Henri-François d’Aguesseau, figure éminente du XVIIIᵉ siècle, incarne à lui seul un parcours unique entre droit, érudition et bibliophilie. Fils d’Henri d’Aguesseau, intendant de Limoges, il naît dans cette ville le 27 novembre 1668. Cette maison familiale, aujourd’hui située au n° 15 de la rue du Consulat, témoigne de ses racines provinciales, bien qu’il s’illustrera plus tard au cœur des institutions parisiennes. Sa carrière, marquée par un passage au Parlement en tant qu’avocat du Roi, avocat-général et enfin procureur-général, culmine en 1717 lorsqu'il est nommé chancelier de France. Son opposition au système de Law lui vaut disgrâce et exil en 1718 et, à nouveau, en 1722.
Henri-François se distingue par sa rigueur intellectuelle et sa fidélité à la doctrine gallicane, influencée par le jansénisme, qui le pousse à défendre le Parlement face aux ingérences du Saint-Siège, notamment lors de l’affaire de la bulle Unigenitus.
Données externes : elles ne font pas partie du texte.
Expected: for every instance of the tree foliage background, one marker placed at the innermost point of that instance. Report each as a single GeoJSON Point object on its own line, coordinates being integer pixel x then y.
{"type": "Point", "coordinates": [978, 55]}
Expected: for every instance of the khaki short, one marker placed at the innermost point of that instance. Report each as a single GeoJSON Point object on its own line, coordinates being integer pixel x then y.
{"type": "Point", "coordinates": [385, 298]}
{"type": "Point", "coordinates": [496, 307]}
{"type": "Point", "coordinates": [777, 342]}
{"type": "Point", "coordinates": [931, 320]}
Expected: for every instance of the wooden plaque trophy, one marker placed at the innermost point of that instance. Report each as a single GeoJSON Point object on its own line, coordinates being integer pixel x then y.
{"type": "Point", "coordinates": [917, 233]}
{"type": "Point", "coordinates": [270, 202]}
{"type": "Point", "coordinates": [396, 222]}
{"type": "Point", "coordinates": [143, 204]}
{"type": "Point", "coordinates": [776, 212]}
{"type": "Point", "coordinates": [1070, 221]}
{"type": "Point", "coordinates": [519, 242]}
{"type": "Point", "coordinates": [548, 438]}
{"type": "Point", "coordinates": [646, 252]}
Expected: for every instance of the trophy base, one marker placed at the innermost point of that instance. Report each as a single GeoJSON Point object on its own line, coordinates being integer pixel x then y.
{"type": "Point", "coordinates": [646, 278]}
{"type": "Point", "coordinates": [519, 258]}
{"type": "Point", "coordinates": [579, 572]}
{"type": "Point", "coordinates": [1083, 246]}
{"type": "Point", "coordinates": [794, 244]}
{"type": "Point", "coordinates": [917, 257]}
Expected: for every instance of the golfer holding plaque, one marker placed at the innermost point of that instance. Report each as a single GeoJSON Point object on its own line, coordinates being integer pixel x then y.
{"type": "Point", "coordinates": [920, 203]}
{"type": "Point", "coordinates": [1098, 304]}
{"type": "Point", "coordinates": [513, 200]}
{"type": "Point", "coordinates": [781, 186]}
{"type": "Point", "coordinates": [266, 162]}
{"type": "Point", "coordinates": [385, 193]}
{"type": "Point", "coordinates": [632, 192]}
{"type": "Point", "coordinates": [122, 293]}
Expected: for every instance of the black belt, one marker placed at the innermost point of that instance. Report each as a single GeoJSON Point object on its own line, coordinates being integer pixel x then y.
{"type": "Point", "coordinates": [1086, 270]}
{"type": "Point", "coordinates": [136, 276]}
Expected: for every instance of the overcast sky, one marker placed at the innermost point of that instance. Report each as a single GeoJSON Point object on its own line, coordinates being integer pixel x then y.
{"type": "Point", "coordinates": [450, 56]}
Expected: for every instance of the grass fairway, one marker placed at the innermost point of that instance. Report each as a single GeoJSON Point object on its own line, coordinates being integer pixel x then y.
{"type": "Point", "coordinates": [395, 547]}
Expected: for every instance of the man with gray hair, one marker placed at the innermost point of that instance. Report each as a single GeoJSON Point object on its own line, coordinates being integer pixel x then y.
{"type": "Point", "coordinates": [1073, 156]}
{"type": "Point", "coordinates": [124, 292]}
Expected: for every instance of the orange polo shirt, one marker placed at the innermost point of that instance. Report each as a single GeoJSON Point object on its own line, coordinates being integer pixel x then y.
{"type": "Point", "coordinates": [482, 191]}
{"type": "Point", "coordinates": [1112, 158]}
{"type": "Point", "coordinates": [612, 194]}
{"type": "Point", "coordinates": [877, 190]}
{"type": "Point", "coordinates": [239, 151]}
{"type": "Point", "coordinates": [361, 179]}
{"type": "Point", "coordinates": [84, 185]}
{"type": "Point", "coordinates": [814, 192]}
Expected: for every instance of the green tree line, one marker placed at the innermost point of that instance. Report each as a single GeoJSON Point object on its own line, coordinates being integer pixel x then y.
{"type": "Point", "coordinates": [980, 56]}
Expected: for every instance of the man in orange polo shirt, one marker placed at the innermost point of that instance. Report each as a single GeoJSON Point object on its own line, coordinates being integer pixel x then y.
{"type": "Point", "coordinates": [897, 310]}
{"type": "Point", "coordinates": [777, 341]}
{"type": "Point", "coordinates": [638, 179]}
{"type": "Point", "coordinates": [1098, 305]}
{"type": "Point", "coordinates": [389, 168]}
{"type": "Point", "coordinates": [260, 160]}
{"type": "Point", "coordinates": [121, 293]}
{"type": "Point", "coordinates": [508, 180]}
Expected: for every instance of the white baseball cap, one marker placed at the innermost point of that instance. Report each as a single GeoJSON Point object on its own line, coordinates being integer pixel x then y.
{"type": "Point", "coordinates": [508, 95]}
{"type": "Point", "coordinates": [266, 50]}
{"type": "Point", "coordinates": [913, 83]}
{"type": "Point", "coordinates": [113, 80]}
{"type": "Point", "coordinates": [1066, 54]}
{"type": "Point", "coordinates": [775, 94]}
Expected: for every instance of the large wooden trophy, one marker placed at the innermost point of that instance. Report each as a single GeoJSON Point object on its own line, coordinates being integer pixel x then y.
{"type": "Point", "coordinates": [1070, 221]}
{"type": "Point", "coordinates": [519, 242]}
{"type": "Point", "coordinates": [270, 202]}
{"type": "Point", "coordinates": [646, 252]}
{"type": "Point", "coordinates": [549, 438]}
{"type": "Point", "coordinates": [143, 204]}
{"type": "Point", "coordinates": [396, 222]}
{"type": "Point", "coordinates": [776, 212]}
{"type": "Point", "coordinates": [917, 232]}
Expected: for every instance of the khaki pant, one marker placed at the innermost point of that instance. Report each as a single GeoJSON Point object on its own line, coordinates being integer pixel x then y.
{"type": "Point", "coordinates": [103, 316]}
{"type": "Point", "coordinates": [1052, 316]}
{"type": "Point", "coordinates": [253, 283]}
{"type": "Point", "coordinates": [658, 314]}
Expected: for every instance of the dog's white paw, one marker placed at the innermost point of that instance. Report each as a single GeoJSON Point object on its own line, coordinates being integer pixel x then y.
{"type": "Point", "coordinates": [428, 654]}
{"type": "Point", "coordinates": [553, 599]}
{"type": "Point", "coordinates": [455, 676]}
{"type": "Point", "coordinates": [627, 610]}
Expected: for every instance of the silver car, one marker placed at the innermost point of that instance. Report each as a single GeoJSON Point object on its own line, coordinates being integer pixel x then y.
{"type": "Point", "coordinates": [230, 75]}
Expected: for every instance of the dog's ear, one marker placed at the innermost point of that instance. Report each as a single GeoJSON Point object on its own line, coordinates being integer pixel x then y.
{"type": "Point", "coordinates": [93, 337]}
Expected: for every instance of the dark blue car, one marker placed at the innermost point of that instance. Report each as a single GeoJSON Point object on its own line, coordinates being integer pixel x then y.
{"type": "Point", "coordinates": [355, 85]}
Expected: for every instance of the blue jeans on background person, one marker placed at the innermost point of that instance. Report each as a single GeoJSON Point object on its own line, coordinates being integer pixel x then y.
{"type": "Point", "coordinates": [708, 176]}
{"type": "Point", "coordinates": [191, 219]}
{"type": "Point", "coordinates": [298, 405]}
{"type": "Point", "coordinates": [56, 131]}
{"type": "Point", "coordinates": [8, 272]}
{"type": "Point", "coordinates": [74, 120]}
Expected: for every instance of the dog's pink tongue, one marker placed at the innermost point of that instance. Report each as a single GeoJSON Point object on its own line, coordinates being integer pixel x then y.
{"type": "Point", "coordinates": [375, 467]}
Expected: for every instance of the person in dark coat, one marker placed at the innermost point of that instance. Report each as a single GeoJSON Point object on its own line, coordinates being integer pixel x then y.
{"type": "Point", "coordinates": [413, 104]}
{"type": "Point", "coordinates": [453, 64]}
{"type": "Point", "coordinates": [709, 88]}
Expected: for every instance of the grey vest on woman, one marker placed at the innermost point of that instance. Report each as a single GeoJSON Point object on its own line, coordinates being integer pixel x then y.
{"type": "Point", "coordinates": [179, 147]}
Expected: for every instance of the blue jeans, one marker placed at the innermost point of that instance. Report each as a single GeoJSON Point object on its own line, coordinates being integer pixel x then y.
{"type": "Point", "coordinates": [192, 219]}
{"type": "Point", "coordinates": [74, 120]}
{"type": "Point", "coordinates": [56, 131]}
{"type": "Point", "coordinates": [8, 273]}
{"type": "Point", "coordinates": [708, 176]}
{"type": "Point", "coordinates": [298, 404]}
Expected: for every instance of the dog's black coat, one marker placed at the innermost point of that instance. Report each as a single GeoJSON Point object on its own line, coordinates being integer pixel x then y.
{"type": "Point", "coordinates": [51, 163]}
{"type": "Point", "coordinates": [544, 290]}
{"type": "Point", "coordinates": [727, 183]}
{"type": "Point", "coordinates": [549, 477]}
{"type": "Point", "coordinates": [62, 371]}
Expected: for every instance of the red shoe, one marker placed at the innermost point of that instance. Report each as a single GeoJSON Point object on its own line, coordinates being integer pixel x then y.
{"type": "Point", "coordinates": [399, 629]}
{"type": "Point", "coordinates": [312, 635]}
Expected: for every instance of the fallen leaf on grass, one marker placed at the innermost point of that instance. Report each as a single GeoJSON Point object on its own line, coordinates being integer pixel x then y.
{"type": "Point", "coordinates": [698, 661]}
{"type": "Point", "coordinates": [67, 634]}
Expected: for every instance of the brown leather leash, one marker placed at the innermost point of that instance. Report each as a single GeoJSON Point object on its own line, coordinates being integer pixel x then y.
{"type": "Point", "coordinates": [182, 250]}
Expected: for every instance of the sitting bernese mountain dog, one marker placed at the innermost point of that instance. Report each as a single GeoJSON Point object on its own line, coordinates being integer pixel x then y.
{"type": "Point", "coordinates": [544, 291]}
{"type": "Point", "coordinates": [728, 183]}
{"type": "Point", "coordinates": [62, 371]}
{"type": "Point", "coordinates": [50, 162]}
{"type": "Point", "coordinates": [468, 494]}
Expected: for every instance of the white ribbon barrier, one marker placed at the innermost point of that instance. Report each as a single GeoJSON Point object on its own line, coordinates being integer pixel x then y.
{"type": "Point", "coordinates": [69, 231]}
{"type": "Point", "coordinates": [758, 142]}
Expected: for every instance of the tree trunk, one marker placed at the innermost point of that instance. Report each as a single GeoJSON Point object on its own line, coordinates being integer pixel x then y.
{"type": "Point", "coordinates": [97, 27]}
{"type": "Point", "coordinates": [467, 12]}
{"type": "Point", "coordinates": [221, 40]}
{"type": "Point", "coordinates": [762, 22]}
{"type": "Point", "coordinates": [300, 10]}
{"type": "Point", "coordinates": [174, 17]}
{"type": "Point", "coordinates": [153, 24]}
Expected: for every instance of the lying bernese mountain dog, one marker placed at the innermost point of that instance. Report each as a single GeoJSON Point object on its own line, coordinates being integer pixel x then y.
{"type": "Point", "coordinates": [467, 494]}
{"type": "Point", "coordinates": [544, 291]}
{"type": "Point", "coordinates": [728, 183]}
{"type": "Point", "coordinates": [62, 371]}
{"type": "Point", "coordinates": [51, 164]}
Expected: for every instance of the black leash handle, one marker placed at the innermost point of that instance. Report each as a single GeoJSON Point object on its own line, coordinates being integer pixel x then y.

Par ailleurs, il rédige des ordonnances fondamentales pour le droit français, notamment sur les donations (1731), les testaments (1735) et les substitutions (1747), travaux qui influencent profondément la rédaction ultérieure du Code civil.
Marié en 1694 à Anne-Françoise Le Fèvre d’Ormesson, fille d’André Le Fèvre d’Ormesson, maître des requêtes et intendant de Lyon, Henri-François d’Aguesseau élève avec elle une famille nombreuse : parmi ses enfants, Henri-François-de-Paule, né en 1698, Jean-Baptiste-Paulin en 1701 et Henri-Charles en 1713. Dans l’ombre de ses fonctions officielles, il cultive également une passion pour l'érudition, constituant une bibliothèque qui reste parmi les plus remarquables de l’époque. Cette collection, riche de plus de 20 000 volumes, était ornée de ses armes : d’azur, à deux fasces d’or, accompagnées de six coquilles d’argent, qui, avec les masses symboliques de sa charge, rehaussaient chaque ouvrage.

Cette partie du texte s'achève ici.